For twenty years or so, countless of our family dinner conversations revolved around the intersection of acting skills (my profession as a voiceover artist) and sales (my husband’s profession), especially looking at the Venn diagram of voice acting skills and audio-only (a.k.a phone) sales. Often sales are about connection, which is where acting lives. Strangely, some think that bending the truth is involved. But acting and great sales are not about misrepresentation or lying. It’s about creating a strong connection between your product or service and your client, or audience. Like good actors, what good salespeople need to be able to do is appreciate and understand people.
The Difference Between Acting and Pretending
You may have had a sales manager use the expression “fake it til you make it” in terms of setting sales goals. It’s a sort of wish fulfillment strategy and leans into pretending and acting to make something a reality. Think of pretending as acting with training wheels. We all pretend. We pretend we’re interested, pretend to be pleased or excited. We do it in social situations and we do it in work situations. We hide our feelings in the boardroom, we control our emotions with clients, concealing our endless frustrations. The difference between acting, pretending, and lying is complicity.
Finding a Mutual Reality
When someone lies, no matter the intent (i.e garnering sympathy, sparing someone’s feelings) the person on the receiving end is not complicit. Not having the full information, the person is being manipulated. When someone is acting, the audience is in on the pretense and is not manipulated, but being complicit can be inspired. Great acting is finding yourself in the script or situation and infusing the situation with the truth. The manipulation is in the mind of the actor, and in essence, becomes their reality.
But sometimes the concept of fake it til you make it does not work. Most often when people surface act they don’t really buy into their adopted reality. “Surface acting is faking what you’re displaying to other people. Inside, you may be upset or frustrated, but on the outside, you’re trying your best to be pleasant or positive… Deep acting is trying to change how you feel inside. When you’re deep acting, you’re actually trying to align how you feel with how you interact with other people.”

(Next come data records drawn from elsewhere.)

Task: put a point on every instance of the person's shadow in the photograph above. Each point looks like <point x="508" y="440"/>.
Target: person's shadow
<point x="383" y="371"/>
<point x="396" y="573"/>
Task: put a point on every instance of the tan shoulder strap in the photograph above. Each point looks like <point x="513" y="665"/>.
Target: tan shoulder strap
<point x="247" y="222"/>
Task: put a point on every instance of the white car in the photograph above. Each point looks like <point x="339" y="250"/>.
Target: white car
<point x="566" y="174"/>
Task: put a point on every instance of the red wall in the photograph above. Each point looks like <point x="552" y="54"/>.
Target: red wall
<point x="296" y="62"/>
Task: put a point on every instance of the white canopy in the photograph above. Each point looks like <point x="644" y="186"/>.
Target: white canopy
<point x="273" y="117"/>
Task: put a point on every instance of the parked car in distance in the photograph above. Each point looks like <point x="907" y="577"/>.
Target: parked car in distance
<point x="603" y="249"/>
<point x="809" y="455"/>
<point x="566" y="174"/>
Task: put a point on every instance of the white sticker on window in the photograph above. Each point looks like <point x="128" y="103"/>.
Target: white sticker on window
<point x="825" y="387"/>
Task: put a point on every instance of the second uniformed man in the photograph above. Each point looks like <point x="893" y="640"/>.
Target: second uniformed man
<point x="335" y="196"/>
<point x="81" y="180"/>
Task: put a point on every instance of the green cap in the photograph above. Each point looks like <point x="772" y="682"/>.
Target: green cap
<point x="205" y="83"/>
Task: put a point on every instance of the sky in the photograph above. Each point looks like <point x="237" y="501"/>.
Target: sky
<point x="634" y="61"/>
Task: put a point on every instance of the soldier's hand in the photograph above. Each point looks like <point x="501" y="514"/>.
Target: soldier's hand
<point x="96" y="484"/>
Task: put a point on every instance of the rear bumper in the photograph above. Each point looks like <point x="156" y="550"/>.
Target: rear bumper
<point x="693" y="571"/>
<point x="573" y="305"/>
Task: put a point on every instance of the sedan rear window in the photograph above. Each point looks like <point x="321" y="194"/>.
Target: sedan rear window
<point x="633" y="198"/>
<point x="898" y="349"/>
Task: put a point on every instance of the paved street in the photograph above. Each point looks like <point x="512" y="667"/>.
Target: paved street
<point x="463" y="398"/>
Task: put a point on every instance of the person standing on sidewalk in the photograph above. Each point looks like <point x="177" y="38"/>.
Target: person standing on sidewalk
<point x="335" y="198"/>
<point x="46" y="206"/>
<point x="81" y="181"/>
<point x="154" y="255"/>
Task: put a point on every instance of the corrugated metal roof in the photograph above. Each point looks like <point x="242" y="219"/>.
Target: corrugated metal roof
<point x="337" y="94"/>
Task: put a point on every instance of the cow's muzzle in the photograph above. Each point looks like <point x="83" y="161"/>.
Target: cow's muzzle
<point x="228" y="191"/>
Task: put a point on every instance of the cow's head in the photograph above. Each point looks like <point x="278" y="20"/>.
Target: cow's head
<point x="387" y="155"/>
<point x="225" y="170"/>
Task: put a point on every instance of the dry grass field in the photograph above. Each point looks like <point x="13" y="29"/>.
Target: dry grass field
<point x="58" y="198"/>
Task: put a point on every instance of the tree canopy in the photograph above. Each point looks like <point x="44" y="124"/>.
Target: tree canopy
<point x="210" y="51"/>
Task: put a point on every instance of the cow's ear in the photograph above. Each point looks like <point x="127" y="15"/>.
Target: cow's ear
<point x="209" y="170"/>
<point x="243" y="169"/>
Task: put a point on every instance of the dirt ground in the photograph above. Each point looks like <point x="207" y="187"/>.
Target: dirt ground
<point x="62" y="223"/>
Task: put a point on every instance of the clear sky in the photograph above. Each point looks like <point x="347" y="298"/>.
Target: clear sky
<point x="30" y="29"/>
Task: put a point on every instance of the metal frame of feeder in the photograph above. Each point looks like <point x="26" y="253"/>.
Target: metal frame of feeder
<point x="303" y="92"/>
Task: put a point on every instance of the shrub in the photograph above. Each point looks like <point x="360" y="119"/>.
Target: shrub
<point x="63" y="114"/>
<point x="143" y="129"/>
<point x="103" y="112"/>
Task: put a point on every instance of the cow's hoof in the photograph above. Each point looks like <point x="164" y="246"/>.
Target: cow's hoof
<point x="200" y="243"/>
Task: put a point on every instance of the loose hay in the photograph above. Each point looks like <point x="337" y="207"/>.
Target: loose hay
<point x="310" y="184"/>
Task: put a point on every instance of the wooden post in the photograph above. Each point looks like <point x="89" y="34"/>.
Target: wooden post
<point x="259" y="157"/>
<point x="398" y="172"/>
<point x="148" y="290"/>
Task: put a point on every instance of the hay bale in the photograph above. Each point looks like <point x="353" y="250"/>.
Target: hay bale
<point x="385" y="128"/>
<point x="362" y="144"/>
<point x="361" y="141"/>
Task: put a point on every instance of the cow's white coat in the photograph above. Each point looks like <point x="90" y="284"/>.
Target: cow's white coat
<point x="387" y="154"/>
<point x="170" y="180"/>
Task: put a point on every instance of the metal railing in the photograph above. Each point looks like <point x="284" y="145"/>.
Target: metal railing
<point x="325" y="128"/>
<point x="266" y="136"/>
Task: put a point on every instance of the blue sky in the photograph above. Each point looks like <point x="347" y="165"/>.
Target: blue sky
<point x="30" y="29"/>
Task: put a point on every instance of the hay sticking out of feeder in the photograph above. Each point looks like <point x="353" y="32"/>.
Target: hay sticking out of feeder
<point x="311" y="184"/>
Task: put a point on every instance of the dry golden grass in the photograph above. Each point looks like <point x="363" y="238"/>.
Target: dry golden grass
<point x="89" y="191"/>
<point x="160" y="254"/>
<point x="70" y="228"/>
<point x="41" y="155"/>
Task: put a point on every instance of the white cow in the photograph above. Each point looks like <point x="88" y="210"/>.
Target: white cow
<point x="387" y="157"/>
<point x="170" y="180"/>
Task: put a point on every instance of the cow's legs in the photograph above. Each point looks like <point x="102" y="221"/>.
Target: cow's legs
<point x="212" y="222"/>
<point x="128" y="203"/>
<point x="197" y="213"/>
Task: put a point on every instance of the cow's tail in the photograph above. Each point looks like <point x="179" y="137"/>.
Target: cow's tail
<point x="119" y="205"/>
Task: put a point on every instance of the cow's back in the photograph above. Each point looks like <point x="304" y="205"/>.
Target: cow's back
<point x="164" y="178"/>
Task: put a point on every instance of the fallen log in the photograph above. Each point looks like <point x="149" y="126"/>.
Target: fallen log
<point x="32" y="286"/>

Unauthentic, phony emotion is easily recognizable, and often insulting. A fake smile might read as condescending and misleading. A real smile, forged from a genuine place and a genuine understanding of another’s situation or circumstances reaps its own reward. Actors, whether voice actors, stage or screen, often talk about tapping into truthful places and emotions, leaning on life experiences to lend authenticity to their performance. As Stanislavski (the father of realism in acting) said, “the person you are is a hundred times more interesting than the best actor you could ever become.”
That doesn’t mean actors don’t use their imagination, instead, it requires the cultivation and stretching of it. And according to Sanford Meisner, “Acting is to live truthfully under given imaginary circumstances”. So, in short, good actors are experts at living imaginary truths, while good liars are experts at living false truths. In sales, having empathy, the ability to put yourself in another person’s shoes, and then having the ability to convey that empathy honestly and well is invaluable.
This also applies when salespeople have to (essentially) learn lines, whether they are product specs, greetings, menus and specials, pitches, or boardroom presentations to customers and bosses alike. An abundance of lines. A brilliant concept can fall flat on its face because of poor delivery. When coaching voiceover actors on how to improve, I employ a technique I call flip the script. Basically, you ad-lib your way through the script then go back to the written words. It’s a great technique both actors and salespeople can use to really make that pitch your own.